Thursday, September 27, 2012

OpenStack Nova Internals – pt2 – Services

This is a long one, so go grab a coffee.

Recently, I was working on a little OpenStack instrumentation problem. Let me tell you about it.

"You can't manage what you can't measure." is how the old saying goes. Certainly no greater truth than trying to increase software performance. This is what I was tasked with ... measuring OpenStack performance.

As I mentioned in Part 1, OpenStack uses Rabbit MQ to send messages between services (a service being an OpenStack Nova component like scheduler, compute, network, api, etc.)

I could already measure times from the client perspective using novaclient's --timings option. I could measure times inside a service using tach, which could be sent up to statsd or graphite. But there's another black hole that calls could go in ... Rabbit itself. As I mentioned, we stuff an RPC call on the queue and the related service picks it up and handles it. As every admin knows, if the processing service (the "worker") is too slow, the queues can grow quite large. We need to track that.

For our RPC calls, the "inflight" time is pretty simple on the surface:

Total Call Time = Time in Queue + Time in Service (+ Time in Queue for the response on a two-way call)

We could certainly monitor the message rate in rabbit and look for the change in processing speed, but we can get more information by injecting a real message in the system. For a normal production system you'd certainly want to watch both. Ideally, we can find out what the cause of the slow down is, or at least get some hints.
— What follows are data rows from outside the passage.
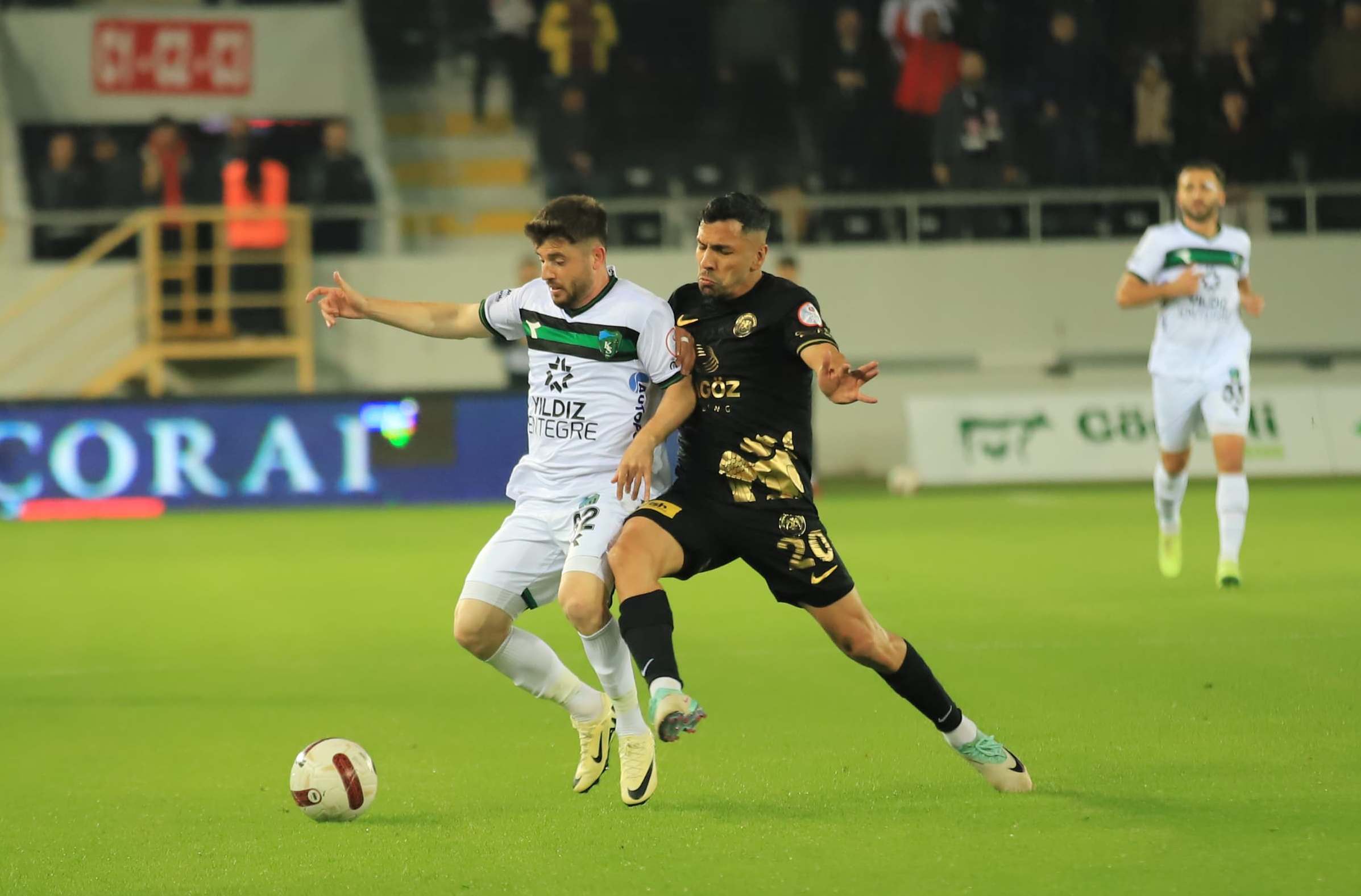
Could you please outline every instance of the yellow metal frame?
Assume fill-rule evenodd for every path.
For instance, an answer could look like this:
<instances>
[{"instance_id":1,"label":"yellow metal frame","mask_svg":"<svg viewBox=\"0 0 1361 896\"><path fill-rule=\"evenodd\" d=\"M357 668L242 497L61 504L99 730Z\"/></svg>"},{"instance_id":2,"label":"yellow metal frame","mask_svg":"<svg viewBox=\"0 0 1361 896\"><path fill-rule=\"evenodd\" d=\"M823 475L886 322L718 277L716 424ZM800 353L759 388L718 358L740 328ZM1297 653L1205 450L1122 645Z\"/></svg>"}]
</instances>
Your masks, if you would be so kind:
<instances>
[{"instance_id":1,"label":"yellow metal frame","mask_svg":"<svg viewBox=\"0 0 1361 896\"><path fill-rule=\"evenodd\" d=\"M241 219L283 219L289 226L284 245L278 250L241 250L227 246L227 222ZM199 245L200 226L210 227L212 246ZM178 231L180 249L165 250L163 235ZM80 394L88 398L108 396L128 379L144 377L147 392L161 397L166 389L166 367L184 360L246 360L260 358L291 358L297 363L298 390L316 389L316 348L313 343L313 315L306 313L302 296L312 279L312 216L306 208L227 211L222 207L181 207L148 209L129 215L117 227L68 261L29 295L0 313L0 326L8 321L60 302L63 287L133 235L140 235L137 273L142 279L142 344L125 358L90 379ZM231 265L278 264L283 268L283 291L279 294L231 294ZM211 271L208 294L199 294L199 269ZM133 275L135 276L135 275ZM16 368L48 351L69 324L88 309L105 300L116 287L127 286L131 276L120 279L109 288L78 299L63 302L53 324L44 328L41 337L16 358L0 364L0 374ZM178 281L180 295L167 299L166 281ZM283 311L283 336L238 336L231 324L233 309L278 307ZM166 311L180 311L178 322L167 322ZM200 311L206 313L200 320ZM49 355L52 373L38 390L61 375L71 362L90 352L91 344L75 345L60 356Z\"/></svg>"}]
</instances>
So, I thought I'd write a little utility program to inject a ping()-like message into the queue and send it to each service (you'll see why in a bit). We'll record the most basic information:
1. Time to the service
2. Time from the service

But non-HTTP OpenStack services are built on eventlet which, as I mentioned before, is a sync library. While these libraries make programming easier by eliminating most classic thread/locking problems, the downside is that the number of greenthreads can grow. And a call can get held up when the number of greenthreads grows. Most nova services are pretty light weight, but some have to make HTTP or out-of-process binary calls to get the work done.

For example,
  • the network service may have to talk to the switch, 
  • the compute node may have to talk to a busy hypervisor or 
  • the image service might be slow. 
The services have to be able to handle this rush of calls.

Can we track that?

The most basic way would be to run a time.sleep(1) call, during which eventlet will just pass control to another greenthread and revisit it later. But what if eventlet is busy due to a lot of greenthreads? Our 1 second call will take longer. That's our overhead. (Later, we can talk to eventlet directly and ask how many greenthreads are active. But that's another post.)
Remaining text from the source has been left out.